Kios ini menjadi satu-satunya toko kaset musik lawas yang bertahan di tengah kota.

Rizky Ilahi adalah orang yang kini mengelola dan mewarisi usaha tersebut. Pria berusia 25 tahun itu menjadi generasi pewaris ketiga. Dari bisnis toko kaset milik kakeknya.

"Kalau dari zaman kakek saya, toko ini hampir berusia 70 tahun lebih. Karena kakek saya dulu sempat berhenti jualan akhirnya digantikan ayah saya tahun 2010. Kemudian baru saya sebagai generasi ketiga," jelas Rizky saat ditemui Jawa Pos Radar Solo di rukonya, kemarin (24/1).

Tampilan toko kaset itu tak jauh beda dari sejak awal berdiri. Macam-macam model kaset masih berjejer rapi. Seperti pita kaset hingga VCD.

Koleksinya pun berjumlah ratusan. Mulai dari musik-musik dangdut, pop, hingga barat era 70, 80, dan 90an. 

Pagelaran seni wayang, reog, ketoprak hingga langgam-langgam jawa juga masih tersedia. Bahkan sampai puluhan CD film kartun anak-anak.

"Koleksi (kaset) kalau Barat masih agak lengkap. Seperti album The Beatles 90-80an itu masih ada CDnya. Kalau kaset pita paling banyak ya jenis instrumental," jelas pria asal Mangkubumen itu.

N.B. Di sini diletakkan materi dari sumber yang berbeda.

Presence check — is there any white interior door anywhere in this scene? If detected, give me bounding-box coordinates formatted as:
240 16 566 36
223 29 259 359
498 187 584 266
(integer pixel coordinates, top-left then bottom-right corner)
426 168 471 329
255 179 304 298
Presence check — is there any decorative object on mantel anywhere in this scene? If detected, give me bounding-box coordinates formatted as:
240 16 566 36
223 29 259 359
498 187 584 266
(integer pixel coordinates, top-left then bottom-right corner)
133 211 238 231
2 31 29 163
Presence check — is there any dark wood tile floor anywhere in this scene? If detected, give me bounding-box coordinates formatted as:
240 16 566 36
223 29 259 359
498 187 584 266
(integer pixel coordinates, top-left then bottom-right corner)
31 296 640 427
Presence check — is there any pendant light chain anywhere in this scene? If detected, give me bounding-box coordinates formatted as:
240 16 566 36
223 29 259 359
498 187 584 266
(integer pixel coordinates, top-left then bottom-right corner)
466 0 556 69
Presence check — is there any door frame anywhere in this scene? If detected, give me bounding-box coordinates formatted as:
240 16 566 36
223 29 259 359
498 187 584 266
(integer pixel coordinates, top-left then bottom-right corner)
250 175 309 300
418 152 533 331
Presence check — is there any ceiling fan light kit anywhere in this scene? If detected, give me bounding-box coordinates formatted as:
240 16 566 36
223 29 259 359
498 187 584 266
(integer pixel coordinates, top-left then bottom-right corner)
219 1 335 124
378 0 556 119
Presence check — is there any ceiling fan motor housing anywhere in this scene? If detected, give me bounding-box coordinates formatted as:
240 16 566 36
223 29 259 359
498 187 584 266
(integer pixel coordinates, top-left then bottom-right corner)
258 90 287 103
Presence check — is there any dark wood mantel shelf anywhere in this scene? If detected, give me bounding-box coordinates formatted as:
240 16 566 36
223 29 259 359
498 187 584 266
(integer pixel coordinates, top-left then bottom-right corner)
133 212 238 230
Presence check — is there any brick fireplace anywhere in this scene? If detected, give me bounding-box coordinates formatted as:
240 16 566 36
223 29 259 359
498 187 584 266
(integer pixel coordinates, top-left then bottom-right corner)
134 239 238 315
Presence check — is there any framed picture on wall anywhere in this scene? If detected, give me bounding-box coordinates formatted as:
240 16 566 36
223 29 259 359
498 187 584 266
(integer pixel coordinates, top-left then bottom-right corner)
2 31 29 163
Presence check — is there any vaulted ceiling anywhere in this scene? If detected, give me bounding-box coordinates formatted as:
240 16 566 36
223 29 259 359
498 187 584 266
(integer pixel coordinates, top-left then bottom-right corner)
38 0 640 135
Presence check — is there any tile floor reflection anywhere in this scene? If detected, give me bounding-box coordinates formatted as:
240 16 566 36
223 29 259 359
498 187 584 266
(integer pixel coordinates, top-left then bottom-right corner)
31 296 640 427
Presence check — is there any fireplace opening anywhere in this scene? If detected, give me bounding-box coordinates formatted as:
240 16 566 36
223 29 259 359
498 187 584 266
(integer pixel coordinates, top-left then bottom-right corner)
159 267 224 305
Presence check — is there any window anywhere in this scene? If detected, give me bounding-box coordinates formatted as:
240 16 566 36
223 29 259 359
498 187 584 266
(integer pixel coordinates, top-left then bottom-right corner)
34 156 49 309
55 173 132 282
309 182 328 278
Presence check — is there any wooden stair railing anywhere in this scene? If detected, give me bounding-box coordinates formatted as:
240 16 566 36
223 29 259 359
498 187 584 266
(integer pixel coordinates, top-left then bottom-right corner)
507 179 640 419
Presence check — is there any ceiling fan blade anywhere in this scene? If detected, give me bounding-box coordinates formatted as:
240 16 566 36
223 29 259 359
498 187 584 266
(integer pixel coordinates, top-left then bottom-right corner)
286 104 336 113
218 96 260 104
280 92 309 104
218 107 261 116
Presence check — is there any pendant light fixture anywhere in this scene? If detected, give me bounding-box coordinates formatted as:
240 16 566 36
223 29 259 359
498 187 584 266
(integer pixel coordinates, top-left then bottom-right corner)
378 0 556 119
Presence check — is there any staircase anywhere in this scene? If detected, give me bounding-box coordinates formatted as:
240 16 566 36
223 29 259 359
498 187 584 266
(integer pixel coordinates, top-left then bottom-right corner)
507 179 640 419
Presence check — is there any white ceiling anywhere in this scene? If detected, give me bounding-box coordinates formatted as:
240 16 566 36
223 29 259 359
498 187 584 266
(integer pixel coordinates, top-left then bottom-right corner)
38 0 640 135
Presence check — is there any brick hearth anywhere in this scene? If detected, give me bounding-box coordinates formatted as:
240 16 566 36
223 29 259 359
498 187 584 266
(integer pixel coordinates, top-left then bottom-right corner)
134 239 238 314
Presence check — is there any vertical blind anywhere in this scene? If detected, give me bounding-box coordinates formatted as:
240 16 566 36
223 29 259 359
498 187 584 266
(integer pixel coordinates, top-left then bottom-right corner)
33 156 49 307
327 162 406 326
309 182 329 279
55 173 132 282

Sedari kecil, Rizky telah diajak ayahnya untuk ikut mengelola bisnis kaset. Tak ayal, pengetahuannya tentang perkembangan musik lawas tak diragukan lagi. Jenis, judul, era, kualitas, hingga harga VCD dan Pita Kaset telah dia hafal.

Seluruh kaset yang dijual di tokonya pun orisinil. Dikirim langsung dari tiap-tiap pabrik rekaman, khususnya dari Surabaya. Sedangkan lagu-lagu barat impor dari pusat perekaman luar negeri.

"Di sini koleksi paling mahal harga sekitar Rp 300 ribu untuk lagu barat. Karena satu paket VCD itu ada tiga kaset dan itu orisinil," jelas dia.

Masa keemasan kaset pita dan VCD terjadi di era 90-an. Memasuki era digital atau di atas tahun 2000, produk kaset pita mulai menurun. Hingga satu persatu pabrik kaset gulung tikar.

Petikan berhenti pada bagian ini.